Introduction
Real world data (RWD) analysis of electronic medical records (EMR) for comparative efficacy and safety assessment is challenging.1 Two key challenges are factors relating to the data itself and the analytical methods applied on the data. Predominantly observational in nature, RWD is rarely collected and organized in a form suitable for analysis. Disparate data coding standards, database schema architectures and vocabularies – observable even within one organization – can hinder accurate analysis.2 Adopting a common data model (CDM) may address some of these data challenges.
Converting source data into a CDM creates a copy of the original data, reshapes it to fit the CDM structure. Source data elements are translated to the standard vocabularies (e.g. RxNorm for medication data and SNOMED-CT for diagnosis data, as specified by the CDM) and columns from various source data tables are split or merged, to fit into target table columns in the CDM.3,4 CDM conversion of EMR has several merits – the most obvious of which being the ability to conduct multi-database studies and pool results for obtaining valid inferences to important clinical questions.5,6
However, converting data from EMR sources to CDM can be challenging. The value of conversion may not be as apparent to individual institutions as it is to the research community intending to carry out multi-centre analyses. There are however potential benefits of locally analysing a single healthcare system’s data – particularly if the system serves a unique patient population. Healthcare providers often struggle to apply new medical findings to their own patients because the evidence regarding efficacy and safety of a given drug would have been generated by studies involving patients with different clinical characteristics and who were studied under highly controlled research settings.7,8 An introspective analysis of an institution’s EMR data in the post-market setting can generate insights that are directly relevant to the patients that the institution serves.

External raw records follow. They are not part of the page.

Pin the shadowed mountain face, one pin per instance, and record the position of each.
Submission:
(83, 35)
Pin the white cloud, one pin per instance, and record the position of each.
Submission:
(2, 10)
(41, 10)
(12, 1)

In this study we explored the usefulness of the CDM by converting EMR data from a tertiary care facility in Singapore, into the Observational Medical Outcomes Partnership-Common Data Model (OMOP-CDM). Potential advantages of converting to the OMOP-CDM include its large and active user community and its emphasis on open source software use and analytic code sharing and peer review. This could address another key challenge of RWD – its appropriate analysis. Upon conversion, we illustrated the possibilities that CDM conversion can potentially offer by delving deeper into a use case involving oral anticoagulants (OAC) in patients with atrial fibrillation.